Hi,
My name is Jon Swift and I have been trying on and off for a few months to get NFS v3 using GFS1 and RHEL5.1 to work dependably. I have a 3 node cluster made up of Dell 1850's using 2 HBA's to connect to a EMC CX3-40 SAN on each. I use PowerPath 5.1 to manage the multiple paths to the SAN, and I have tried both a Dell DRAC and IPMI fencing, currently configured to use IPMI fencing. My number one dependability issue is, that following a reboot of 1 node in my cluster, I have problems with the remaining nodes. I'm using the following steps before rebooting the node.
/etc/init.d/rgmanager stop
exportfs -ua
/etc/init.d/nfs stop
/etc/init.d/gfs stop
/etc/init.d/clvmd stop
/sbin/fence_tool leave
sync; sync
sleep 5
/etc/init.d/cman stop leave
Reboot
Then on the other nodes in the cluster just after the reboot step completes on the rebooted node CMAN is stopped, and GFS hangs on the remaining nodes, most of the time. The following is typical of the entries in the /var/log/messages file.
Apr 17 15:07:46 cnfs03 openais[5179]: [TOTEM] entering GATHER state from 12.
Apr 17 15:07:51 cnfs03 openais[5179]: [TOTEM] entering GATHER state from 11.
Apr 17 15:07:51 cnfs03 openais[5179]: [TOTEM] Saving state aru 1016 high seq received 1016
Apr 17 15:07:51 cnfs03 openais[5179]: [TOTEM] Storing new sequence id for ring 6ffe0
Apr 17 15:07:51 cnfs03 openais[5179]: [TOTEM] entering COMMIT state.
Apr 17 15:07:51 cnfs03 openais[5179]: [TOTEM] entering RECOVERY state.

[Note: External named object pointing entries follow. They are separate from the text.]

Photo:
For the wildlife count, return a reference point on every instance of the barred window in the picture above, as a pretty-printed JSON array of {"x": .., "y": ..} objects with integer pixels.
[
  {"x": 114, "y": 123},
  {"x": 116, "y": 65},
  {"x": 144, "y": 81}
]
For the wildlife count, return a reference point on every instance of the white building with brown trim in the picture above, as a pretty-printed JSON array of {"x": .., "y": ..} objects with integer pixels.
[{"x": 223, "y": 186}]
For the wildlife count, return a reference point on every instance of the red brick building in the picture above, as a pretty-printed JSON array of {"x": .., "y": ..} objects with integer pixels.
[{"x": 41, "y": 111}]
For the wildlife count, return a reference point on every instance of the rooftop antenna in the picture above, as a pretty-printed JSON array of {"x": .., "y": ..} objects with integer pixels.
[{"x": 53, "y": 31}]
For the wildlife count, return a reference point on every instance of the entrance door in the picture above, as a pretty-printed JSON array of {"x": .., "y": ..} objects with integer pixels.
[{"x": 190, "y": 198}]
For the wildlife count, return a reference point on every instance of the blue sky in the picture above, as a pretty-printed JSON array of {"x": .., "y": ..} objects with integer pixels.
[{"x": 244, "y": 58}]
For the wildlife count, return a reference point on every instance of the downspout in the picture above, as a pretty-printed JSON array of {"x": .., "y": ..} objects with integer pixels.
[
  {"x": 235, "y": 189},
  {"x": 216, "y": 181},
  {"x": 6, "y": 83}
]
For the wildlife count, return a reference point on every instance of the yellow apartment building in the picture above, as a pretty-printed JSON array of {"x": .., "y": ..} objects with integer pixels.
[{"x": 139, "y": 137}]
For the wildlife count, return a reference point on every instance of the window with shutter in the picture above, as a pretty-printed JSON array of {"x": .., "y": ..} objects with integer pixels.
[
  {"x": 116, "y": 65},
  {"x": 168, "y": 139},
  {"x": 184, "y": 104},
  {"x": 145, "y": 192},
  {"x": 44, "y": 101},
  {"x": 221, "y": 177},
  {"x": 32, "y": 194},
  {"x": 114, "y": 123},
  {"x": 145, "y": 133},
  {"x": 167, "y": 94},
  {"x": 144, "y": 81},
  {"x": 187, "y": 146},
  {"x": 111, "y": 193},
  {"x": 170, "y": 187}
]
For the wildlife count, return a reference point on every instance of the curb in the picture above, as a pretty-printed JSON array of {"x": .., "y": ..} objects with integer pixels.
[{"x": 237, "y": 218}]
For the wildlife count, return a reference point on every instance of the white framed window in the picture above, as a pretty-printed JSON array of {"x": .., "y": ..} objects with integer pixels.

Apr 17 15:07:51 cnfs03 openais[5179]: [TOTEM] position [0] member 192.168.15.2:
Apr 17 15:07:51 cnfs03 openais[5179]: [TOTEM] previous ring seq 458716 rep 192.168.15.1
Apr 17 15:07:51 cnfs03 openais[5179]: [TOTEM] aru 1016 high delivered 1016 received flag 1
Apr 17 15:07:51 cnfs03 openais[5179]: [TOTEM] position [1] member 192.168.15.3:
Apr 17 15:07:51 cnfs03 openais[5179]: [TOTEM] previous ring seq 458716 rep 192.168.15.1
Apr 17 15:07:51 cnfs03 openais[5179]: [TOTEM] aru 1016 high delivered 1016 received flag 1
Apr 17 15:07:51 cnfs03 openais[5179]: [TOTEM] Did not need to originate any messages in recovery.
Apr 17 15:07:51 cnfs03 kernel: dlm: closing connection to node 1
Apr 17 15:07:51 cnfs03 openais[5179]: [CLM ] CLM CONFIGURATION CHANGE
Apr 17 15:07:51 cnfs03 openais[5179]: [CLM ] New Configuration:
Apr 17 15:07:51 cnfs03 openais[5179]: [CLM ] r(0) ip(192.168.15.2)
Apr 17 15:07:51 cnfs03 openais[5179]: [CLM ] r(0) ip(192.168.15.3)
Apr 17 15:07:51 cnfs03 openais[5179]: [CLM ] Members Left:
Apr 17 15:07:51 cnfs03 openais[5179]: [CLM ] r(0) ip(192.168.15.1)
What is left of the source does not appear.